Auf die Frage, inwiefern sich durch den Wechsel an der SPD-Parteispitze etwas für die Sozialdemokraten in Hessen ändern könnte, sagte der Partei-Linke Rüdiger Veit zu sueddeutsche.de: "Was soll sich da ändern? Auch Franz Müntefering hat immer als Parteivorsitzender gesagt, dass das jeder Landesverband selbst entscheidet. Daran möge er sich bitte auch selbst halten."
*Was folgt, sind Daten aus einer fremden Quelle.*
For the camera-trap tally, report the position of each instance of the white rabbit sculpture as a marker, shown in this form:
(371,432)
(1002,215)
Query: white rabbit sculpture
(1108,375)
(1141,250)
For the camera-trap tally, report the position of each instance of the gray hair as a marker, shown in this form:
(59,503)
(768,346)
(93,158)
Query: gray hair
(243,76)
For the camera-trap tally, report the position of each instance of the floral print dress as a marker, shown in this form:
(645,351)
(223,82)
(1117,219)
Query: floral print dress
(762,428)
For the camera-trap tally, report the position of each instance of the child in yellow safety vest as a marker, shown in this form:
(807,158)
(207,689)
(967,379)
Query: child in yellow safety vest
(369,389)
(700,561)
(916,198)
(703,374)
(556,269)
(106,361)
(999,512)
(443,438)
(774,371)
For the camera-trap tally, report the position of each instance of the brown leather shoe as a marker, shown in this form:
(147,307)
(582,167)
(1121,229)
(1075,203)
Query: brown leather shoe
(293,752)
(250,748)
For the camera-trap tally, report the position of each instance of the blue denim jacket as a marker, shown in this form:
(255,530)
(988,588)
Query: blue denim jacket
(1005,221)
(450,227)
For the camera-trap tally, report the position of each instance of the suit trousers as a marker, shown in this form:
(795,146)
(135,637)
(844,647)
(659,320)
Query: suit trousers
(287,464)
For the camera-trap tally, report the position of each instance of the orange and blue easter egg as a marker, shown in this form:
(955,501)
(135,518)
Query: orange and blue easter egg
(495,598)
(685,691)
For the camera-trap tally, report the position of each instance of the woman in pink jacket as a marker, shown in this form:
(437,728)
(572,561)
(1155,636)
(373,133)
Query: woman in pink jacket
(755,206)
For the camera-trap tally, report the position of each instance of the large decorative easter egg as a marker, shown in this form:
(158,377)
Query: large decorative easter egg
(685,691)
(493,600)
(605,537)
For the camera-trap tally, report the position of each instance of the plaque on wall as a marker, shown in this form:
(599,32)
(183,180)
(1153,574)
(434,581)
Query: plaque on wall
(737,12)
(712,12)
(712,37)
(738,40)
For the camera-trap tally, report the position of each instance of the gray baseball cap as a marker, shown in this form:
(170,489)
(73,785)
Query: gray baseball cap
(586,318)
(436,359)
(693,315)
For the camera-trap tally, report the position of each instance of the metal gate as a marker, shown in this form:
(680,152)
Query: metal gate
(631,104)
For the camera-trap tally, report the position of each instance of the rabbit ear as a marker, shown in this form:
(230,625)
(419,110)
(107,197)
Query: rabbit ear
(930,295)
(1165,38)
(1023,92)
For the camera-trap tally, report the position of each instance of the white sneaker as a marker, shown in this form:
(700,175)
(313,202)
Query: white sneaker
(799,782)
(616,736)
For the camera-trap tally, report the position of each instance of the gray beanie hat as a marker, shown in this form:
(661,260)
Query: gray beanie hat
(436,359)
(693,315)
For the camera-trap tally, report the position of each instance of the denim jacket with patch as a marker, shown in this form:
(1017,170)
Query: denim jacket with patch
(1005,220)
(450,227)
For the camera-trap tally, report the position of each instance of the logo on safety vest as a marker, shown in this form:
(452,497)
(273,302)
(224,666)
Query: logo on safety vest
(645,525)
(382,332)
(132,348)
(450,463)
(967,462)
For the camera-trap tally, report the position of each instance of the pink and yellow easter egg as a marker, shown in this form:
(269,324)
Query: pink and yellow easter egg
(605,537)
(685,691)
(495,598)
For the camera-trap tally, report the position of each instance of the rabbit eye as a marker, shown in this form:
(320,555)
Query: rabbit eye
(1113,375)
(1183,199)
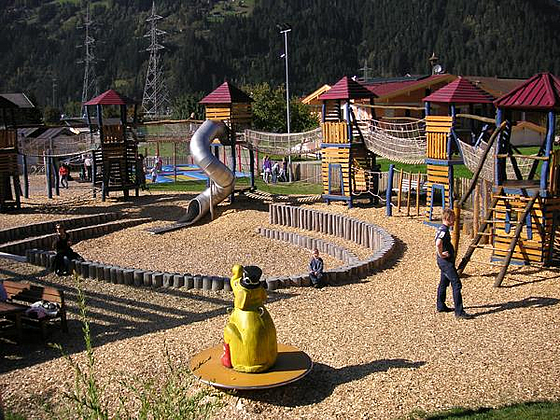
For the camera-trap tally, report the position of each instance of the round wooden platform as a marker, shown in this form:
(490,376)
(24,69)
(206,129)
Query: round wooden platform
(291,365)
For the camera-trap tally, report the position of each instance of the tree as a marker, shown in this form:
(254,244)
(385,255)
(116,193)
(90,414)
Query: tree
(51,115)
Dem Fraktionsvorsitzenden im Hessischen Landtag, Christean Wagner, zufolge werde sich am weiteren Vorgehen der Sozialdemokraten in Hessen zeigen, wie durchsetzungsfähig Steinmeier und Müntefering seien. "Hessen wird zum Prüfstein für Steinmeier. Tanzt Frau Ypsilanti der Bundes-SPD weiterhin auf der Nase herum oder schafft es Steinmeier, sie von ihrer Zusammenarbeit mit den Kommunisten abzubringen?", formulierte Wagner in einer Pressemitteilung. Steinmeier dürfe nicht zulassen, "dass Frau Ypsilanti unser Land in die Hände von Linksradikalen legt und damit in den Ruin treibt".

Die hessische FDP appellierte angesichts des Führungswechsels in Berlin an die Grünen, in Hessen doch noch in eine Jamaika-Koalition mit der CDU und der FDP einzutreten. "Das knallrote Gummiboot verliert zunehmend an Luft und wird bald untergehen. Jamaika ist eine Alternative dazu", erklärte Fraktions-Geschäftsführer Florian Rentsch.